When an Expert Advisor uncovers a high-probability entry signal, such as with bitwise combinations in the last article, the question of how much capital to employ can be answered in a variety of ways. For most traders, the safest approach is to scale the position using cumulative volume flow (e.g., On-Balance Volume) over a dynamic window. This process, though, runs the risk of looking at just one bar's volume spike or even attempting to smooth it out with a basic moving average. This completely fails to capture the true distribution of that volume over a given lookback window. This presents some challenges in expressing the shape or topography of the momentum to the Expert Advisor. There can be a lack of structural context.

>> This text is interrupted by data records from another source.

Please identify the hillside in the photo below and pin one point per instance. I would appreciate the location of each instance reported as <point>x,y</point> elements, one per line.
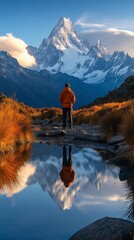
<point>124,93</point>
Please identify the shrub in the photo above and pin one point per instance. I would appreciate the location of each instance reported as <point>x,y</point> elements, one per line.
<point>127,127</point>
<point>111,121</point>
<point>15,128</point>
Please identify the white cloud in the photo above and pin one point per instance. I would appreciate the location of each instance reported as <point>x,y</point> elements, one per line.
<point>88,25</point>
<point>119,32</point>
<point>17,49</point>
<point>82,22</point>
<point>114,39</point>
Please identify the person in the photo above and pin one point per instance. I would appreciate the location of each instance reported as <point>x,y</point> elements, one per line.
<point>67,174</point>
<point>67,99</point>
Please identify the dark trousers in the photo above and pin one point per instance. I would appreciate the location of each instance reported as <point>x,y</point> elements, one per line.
<point>67,112</point>
<point>67,161</point>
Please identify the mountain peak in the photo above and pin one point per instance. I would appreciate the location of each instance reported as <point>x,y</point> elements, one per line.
<point>64,36</point>
<point>64,26</point>
<point>102,49</point>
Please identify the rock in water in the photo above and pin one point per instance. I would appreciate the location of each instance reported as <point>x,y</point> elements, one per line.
<point>106,229</point>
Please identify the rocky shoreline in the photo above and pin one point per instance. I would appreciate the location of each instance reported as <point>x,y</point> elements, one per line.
<point>106,229</point>
<point>114,150</point>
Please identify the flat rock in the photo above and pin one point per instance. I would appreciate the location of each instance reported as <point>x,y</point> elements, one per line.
<point>106,229</point>
<point>116,139</point>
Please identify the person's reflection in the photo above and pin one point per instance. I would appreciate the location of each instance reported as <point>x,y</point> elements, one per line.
<point>67,174</point>
<point>127,174</point>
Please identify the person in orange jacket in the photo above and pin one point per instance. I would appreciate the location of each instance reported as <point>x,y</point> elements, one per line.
<point>67,99</point>
<point>67,174</point>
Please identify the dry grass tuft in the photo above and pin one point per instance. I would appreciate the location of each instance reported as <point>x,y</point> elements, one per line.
<point>15,128</point>
<point>127,127</point>
<point>110,122</point>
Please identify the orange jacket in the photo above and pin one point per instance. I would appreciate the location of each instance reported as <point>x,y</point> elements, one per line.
<point>67,97</point>
<point>67,175</point>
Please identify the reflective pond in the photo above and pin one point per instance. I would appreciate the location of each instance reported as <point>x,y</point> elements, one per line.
<point>50,192</point>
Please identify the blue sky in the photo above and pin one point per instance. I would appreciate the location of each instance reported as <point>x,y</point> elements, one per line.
<point>33,20</point>
<point>28,22</point>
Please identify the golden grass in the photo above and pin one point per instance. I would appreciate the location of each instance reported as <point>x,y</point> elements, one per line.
<point>15,128</point>
<point>10,163</point>
<point>127,127</point>
<point>111,122</point>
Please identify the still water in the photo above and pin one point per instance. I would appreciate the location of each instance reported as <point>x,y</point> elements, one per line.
<point>35,204</point>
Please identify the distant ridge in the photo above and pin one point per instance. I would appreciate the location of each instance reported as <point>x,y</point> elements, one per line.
<point>124,93</point>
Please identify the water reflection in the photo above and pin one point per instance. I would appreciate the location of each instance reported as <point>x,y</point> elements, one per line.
<point>67,174</point>
<point>89,170</point>
<point>14,170</point>
<point>127,174</point>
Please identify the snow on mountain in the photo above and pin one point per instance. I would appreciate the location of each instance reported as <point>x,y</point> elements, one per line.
<point>65,51</point>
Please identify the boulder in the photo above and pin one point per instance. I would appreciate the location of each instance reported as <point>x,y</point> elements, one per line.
<point>106,229</point>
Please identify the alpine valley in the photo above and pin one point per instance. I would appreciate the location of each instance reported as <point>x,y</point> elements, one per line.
<point>64,56</point>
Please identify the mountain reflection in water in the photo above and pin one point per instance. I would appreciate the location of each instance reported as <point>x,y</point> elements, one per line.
<point>43,167</point>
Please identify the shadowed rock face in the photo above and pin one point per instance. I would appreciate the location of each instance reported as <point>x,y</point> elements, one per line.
<point>106,229</point>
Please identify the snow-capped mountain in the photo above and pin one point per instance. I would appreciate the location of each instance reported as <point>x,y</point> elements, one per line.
<point>64,57</point>
<point>62,38</point>
<point>39,89</point>
<point>65,51</point>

In this article, we introduce a custom money management class with four Fenwick Tree modes. These are Linear, Conservative, Aggressive, and Mean-Reversion. Despite this assortment, eventual testing in a forward walk showed that relying only on the algorithm ratios without any spatial filter was unfruitful. A large volume spike can trigger aggressive volume scaling back which might be unwarranted in cases where these happen for instance at price exhaustion, where the RSI pivots. Safely navigating real volume spikes may require a paradigm shift: treating volume not as a flat metric but as a topographic structure. We need to structurally map cumulative volume in order to better apply the aforementioned four distinct lenses of our algorithm. This should happen while we use a spatial pattern spotter to better read the terrain in a non-linear manner to better gate our capital exposure.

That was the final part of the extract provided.